Nous nous dirigeons vers le domicile du défunt, où il vivait avec ses parents. Avant d’avoir atteint ladite cour, nous tombons sur un autre groupe de jeunes qui disent être des voisins. Le ton y était plus haut. Marcel Hien, l’un d’eux, a bien voulu nous donner sa version des faits : « Nous étions à la maison quand on a appris le décès d’un grand frère du quartier. Selon les informations, il était allé faire un retrait, par Orange money, de la somme de 48 000 francs CFA. Une fois à la maison, il s’est rendu compte qu’il lui manquait 1000 francs CFA. Il est donc reparti chez l’opérateur pour réclamer la somme manquante. C’est alors que le propriétaire de la boutique l’a traité de délinquant et de braqueur et s’en est pris à lui physiquement. Le malheureux a alors fait demi-tour pour repartir. Comme si les coups n’avaient pas suffi, le commerçant est retourné dans sa boutique et en est ressorti avec une arme à feu. Il a tiré de sang-froid sur la jambe de son antagoniste inoffensif. Ce dernier s’est retrouvé par terre, s’est efforcé de se sauver, mais son bourreau ne lui en a pas laissé le temps. Il a tiré de nouveau et, cette fois, l’a atteint à la tête. Après son forfait, il a fermé sa boutique sous le regard de ses voisins et s’en est allé on ne sait où. »
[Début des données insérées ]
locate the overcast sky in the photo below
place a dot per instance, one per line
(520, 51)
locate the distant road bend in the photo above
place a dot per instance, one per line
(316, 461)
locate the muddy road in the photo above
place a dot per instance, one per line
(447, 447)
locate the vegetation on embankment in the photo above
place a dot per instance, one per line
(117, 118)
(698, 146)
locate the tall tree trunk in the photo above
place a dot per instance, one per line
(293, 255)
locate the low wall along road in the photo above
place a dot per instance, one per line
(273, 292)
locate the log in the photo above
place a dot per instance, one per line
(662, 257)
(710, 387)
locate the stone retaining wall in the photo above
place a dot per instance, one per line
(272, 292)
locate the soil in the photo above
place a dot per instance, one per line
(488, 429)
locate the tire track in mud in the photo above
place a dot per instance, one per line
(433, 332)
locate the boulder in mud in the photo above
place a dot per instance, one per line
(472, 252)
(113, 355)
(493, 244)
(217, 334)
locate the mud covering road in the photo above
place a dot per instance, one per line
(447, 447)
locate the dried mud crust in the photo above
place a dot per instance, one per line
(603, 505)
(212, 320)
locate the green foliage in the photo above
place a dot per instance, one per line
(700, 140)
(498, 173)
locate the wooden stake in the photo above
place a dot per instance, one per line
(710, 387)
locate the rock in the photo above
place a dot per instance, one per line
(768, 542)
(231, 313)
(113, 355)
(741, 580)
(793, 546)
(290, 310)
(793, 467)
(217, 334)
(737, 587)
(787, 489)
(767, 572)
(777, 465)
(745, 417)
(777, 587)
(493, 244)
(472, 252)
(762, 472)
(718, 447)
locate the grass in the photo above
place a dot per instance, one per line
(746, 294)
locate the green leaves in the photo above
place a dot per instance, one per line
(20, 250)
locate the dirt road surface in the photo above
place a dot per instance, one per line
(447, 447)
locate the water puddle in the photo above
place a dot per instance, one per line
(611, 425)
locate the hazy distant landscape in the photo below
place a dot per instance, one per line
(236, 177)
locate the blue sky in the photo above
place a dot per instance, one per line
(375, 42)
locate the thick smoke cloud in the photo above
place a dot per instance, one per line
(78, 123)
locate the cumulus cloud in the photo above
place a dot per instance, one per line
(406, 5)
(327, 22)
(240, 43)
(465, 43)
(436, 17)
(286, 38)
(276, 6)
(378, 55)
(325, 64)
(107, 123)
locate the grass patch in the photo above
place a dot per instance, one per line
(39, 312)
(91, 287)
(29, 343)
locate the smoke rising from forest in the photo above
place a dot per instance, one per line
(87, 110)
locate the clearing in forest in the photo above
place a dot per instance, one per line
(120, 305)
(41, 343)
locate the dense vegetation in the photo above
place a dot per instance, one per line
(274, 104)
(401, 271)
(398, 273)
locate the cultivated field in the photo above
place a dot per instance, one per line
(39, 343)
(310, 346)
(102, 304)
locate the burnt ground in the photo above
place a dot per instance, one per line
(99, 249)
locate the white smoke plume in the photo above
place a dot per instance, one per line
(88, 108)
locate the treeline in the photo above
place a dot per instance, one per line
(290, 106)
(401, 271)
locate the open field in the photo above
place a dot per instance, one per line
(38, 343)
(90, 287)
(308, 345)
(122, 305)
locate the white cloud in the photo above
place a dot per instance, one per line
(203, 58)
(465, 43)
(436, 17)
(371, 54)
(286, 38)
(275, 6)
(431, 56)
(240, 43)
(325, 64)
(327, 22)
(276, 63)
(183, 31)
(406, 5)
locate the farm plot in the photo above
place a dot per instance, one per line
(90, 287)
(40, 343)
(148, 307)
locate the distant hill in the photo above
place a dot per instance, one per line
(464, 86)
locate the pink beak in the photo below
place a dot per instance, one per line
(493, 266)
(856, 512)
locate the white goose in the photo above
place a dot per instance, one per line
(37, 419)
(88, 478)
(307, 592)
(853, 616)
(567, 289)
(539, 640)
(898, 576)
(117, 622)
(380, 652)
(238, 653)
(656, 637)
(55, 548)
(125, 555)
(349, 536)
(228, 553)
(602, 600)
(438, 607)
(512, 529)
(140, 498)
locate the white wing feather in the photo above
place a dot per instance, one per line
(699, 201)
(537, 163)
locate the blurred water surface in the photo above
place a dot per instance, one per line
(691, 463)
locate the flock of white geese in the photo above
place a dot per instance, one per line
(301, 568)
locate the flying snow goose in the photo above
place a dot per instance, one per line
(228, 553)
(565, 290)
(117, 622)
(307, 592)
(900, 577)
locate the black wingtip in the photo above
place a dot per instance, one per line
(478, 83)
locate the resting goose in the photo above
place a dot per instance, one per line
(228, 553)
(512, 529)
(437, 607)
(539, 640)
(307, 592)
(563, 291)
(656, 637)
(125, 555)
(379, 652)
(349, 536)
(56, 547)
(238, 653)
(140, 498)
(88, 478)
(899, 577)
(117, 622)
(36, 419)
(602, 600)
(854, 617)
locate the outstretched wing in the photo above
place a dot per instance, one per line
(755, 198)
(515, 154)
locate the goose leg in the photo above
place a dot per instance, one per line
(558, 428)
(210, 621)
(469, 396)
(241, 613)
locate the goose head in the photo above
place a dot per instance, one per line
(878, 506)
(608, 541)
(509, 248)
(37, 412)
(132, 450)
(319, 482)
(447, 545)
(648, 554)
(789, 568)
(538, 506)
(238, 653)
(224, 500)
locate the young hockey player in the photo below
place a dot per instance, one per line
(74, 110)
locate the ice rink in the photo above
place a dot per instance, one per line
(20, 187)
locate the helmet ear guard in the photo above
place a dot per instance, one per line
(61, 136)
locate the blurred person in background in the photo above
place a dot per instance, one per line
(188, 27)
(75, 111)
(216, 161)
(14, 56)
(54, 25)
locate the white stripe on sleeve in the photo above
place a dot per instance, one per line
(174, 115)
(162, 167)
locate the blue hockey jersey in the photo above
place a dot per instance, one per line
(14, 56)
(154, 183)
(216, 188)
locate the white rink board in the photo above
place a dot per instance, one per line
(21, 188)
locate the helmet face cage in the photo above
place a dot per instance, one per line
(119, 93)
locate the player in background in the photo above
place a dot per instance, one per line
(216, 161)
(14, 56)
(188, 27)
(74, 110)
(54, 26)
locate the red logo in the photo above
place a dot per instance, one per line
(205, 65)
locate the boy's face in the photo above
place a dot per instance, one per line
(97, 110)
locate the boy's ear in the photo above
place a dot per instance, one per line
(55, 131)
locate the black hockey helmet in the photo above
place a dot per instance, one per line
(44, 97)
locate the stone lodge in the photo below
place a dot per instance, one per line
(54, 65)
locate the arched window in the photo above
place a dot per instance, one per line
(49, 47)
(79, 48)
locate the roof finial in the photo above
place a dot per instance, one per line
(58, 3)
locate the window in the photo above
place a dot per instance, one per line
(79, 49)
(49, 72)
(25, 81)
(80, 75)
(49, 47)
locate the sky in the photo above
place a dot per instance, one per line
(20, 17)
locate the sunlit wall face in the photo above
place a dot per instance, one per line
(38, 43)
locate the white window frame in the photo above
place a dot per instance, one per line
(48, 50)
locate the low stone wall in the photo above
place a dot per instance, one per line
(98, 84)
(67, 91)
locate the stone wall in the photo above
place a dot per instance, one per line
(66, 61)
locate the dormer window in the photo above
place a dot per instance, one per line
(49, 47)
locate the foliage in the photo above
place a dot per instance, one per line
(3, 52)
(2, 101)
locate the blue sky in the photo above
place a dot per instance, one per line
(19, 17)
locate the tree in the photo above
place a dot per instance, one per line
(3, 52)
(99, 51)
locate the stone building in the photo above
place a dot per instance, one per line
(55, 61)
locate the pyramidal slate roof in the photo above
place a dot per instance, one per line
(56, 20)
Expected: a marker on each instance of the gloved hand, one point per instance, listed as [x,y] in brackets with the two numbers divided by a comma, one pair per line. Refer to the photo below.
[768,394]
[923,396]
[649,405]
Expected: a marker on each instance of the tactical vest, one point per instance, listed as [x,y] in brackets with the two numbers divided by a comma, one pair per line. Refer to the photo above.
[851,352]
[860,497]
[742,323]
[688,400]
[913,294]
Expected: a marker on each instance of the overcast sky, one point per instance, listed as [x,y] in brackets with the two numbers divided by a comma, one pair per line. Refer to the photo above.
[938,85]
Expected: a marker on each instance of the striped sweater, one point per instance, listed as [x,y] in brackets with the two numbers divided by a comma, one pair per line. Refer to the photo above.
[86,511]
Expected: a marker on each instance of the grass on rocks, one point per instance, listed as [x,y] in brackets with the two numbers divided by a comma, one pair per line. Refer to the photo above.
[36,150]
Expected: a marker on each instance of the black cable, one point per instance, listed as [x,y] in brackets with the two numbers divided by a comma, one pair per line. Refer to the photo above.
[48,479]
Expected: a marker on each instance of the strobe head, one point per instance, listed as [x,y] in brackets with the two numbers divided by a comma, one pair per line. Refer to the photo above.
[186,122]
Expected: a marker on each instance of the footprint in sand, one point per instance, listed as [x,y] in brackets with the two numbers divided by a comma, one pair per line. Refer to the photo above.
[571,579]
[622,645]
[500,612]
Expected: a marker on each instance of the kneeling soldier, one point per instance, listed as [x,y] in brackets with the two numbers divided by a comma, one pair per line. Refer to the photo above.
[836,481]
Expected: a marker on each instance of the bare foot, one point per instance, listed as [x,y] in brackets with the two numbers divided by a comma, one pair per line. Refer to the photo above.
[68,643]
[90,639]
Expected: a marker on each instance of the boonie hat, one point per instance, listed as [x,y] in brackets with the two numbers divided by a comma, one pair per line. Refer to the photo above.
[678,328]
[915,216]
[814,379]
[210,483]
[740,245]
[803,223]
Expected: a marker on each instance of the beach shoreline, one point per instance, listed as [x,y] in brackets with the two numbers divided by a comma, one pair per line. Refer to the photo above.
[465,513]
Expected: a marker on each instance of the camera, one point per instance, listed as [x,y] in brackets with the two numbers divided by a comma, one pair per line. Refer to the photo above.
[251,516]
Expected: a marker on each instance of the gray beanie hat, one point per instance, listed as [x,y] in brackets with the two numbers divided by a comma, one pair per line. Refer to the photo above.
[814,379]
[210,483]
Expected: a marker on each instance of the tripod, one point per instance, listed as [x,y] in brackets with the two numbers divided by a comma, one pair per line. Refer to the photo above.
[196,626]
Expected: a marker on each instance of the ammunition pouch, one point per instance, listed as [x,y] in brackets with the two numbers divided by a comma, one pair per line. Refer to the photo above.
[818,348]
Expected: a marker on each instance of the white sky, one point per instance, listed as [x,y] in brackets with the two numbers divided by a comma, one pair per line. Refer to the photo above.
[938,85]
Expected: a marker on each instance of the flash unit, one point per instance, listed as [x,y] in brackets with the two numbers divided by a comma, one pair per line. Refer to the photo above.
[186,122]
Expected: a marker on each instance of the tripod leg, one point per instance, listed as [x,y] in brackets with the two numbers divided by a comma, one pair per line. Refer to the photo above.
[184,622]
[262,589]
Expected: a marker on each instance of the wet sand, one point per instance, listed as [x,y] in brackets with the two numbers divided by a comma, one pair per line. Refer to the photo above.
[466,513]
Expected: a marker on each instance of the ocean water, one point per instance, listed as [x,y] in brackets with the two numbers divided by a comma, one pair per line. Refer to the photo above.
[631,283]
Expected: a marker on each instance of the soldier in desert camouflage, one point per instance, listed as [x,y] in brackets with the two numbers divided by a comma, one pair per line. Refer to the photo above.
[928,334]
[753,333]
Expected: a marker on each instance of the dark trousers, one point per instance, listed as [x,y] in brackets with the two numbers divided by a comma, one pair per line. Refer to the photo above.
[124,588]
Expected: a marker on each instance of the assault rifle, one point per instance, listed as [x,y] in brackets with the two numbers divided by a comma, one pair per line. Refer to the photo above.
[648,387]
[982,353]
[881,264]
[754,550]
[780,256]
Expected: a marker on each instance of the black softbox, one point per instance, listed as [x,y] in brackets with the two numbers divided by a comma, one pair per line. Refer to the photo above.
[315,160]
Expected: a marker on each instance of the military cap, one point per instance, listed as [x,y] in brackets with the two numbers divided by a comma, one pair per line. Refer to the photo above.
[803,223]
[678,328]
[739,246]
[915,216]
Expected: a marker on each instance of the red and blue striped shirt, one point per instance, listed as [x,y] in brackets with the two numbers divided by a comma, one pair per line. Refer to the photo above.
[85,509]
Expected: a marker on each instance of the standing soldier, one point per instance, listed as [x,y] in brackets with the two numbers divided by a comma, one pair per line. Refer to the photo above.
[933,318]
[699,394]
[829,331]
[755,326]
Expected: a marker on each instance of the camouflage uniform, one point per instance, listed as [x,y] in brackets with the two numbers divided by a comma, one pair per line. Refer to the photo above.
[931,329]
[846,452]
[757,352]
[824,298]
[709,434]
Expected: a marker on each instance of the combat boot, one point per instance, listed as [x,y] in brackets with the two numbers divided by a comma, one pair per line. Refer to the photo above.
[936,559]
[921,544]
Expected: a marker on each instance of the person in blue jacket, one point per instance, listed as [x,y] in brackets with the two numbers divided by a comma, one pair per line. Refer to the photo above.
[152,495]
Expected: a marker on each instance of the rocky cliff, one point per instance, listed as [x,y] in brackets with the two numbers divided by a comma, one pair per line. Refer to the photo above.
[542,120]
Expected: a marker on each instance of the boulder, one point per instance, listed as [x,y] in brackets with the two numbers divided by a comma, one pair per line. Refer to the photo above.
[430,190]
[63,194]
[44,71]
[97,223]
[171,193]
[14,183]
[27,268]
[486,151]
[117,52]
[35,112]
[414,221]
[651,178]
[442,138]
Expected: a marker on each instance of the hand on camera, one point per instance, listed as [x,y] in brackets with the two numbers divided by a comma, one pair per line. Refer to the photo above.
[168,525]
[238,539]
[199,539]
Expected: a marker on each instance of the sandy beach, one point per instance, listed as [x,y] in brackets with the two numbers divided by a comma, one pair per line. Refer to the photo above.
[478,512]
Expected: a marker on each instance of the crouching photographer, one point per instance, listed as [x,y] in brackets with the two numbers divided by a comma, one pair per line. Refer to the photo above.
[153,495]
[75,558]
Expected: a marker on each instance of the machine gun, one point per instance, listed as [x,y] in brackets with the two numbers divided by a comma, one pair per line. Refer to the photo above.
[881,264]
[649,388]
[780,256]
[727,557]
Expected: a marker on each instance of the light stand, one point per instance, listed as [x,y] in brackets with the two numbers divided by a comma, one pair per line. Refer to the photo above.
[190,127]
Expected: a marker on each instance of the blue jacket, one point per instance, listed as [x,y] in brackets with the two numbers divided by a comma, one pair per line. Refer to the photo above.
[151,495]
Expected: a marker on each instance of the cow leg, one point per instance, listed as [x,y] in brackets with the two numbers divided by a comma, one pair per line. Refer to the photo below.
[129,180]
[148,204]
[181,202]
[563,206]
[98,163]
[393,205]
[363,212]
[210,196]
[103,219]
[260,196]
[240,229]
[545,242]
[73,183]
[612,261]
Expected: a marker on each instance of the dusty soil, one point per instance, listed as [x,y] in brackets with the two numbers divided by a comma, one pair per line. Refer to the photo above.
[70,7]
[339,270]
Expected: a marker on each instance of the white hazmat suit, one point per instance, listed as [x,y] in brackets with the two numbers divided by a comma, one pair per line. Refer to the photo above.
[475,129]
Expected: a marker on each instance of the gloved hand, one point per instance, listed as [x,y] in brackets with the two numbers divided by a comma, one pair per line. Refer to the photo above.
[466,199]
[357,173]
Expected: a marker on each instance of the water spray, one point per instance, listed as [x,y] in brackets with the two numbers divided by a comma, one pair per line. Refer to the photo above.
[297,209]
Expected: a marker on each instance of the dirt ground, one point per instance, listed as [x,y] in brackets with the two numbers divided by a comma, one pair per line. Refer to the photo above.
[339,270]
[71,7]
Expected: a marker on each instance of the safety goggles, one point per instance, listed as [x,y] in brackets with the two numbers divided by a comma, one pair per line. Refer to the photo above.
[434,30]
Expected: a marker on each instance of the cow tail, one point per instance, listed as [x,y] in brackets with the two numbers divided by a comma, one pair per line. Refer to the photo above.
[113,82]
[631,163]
Selon les proches de Mahamadi Ilboudo, le jeune homme, 28 ans, servait au 11e Régiment d’infanterie commando de Dori. De retour d’une mission onusienne, il était en permission d’un mois et en profitait pour passer du temps avec sa famille. Toujours selon nos interlocuteurs, le maire venait juste de quitter les lieux du crime. Nous avons alors décidé de nous rendre à la mairie de Bogodogo pour avoir la version des faits des premiers responsables. Le maire et son premier adjoint n’étant pas disponibles, nous avons été reçus par son deuxième adjoint, Raogo Alban Zoungrana, qui nous a, lui aussi, déroulé le film des événements : « Nous avons été informés hier soir, aux environs de 19h 30, qu’il y a eu une altercation entre deux individus et que l’un avait abattu l’autre. Nous nous sommes rendus sur les lieux pour faire le constat. Arrivés, nous avons trouvé un corps couvert. Selon les informations que l’on a pu recueillir sur place, il s’agissait de celui d’un militaire tué par un gérant de boutique Orange money. La police et la gendarmerie sont venues faire leurs constats d’usage, et les frères d’armes de l’infortuné sont venus chercher son corps. Jusqu’au matin, alors que nous suivions toujours l’évolution de la situation, nous avons été informés du mouvement d’humeur des jeunes du quartier. Nous nous sommes dépêchés sur les lieux pour essayer de les calmer mais ils avaient déjà saccagé la boutique du présumé meurtrier. Nous avons ensuite reçu la famille de la victime pour lui assurer que nous ferions de notre mieux pour retrouver le coupable. Nous lui demandons d’appeler les jeunes à la retenue. »
De la mairie, nous sommes revenus sur les lieux du drame et y avons constaté que les jeunes, révoltés, avaient mis leur menace à exécution. A l’aide de pinces, de marteaux et d’outils de tout genre, ils détruisaient les boutiques voisines. Quand nous quittions les lieux à 13h, les ‘’justiciers’’, comme des possédés, continuaient ce qu’ils avaient commencé.
L’enterrement de l’infortuné bidasse a eu lieu aujourd’hui même au cimetière municipal de Gounghin après la levée du corps à la morgue du camp Lamizana.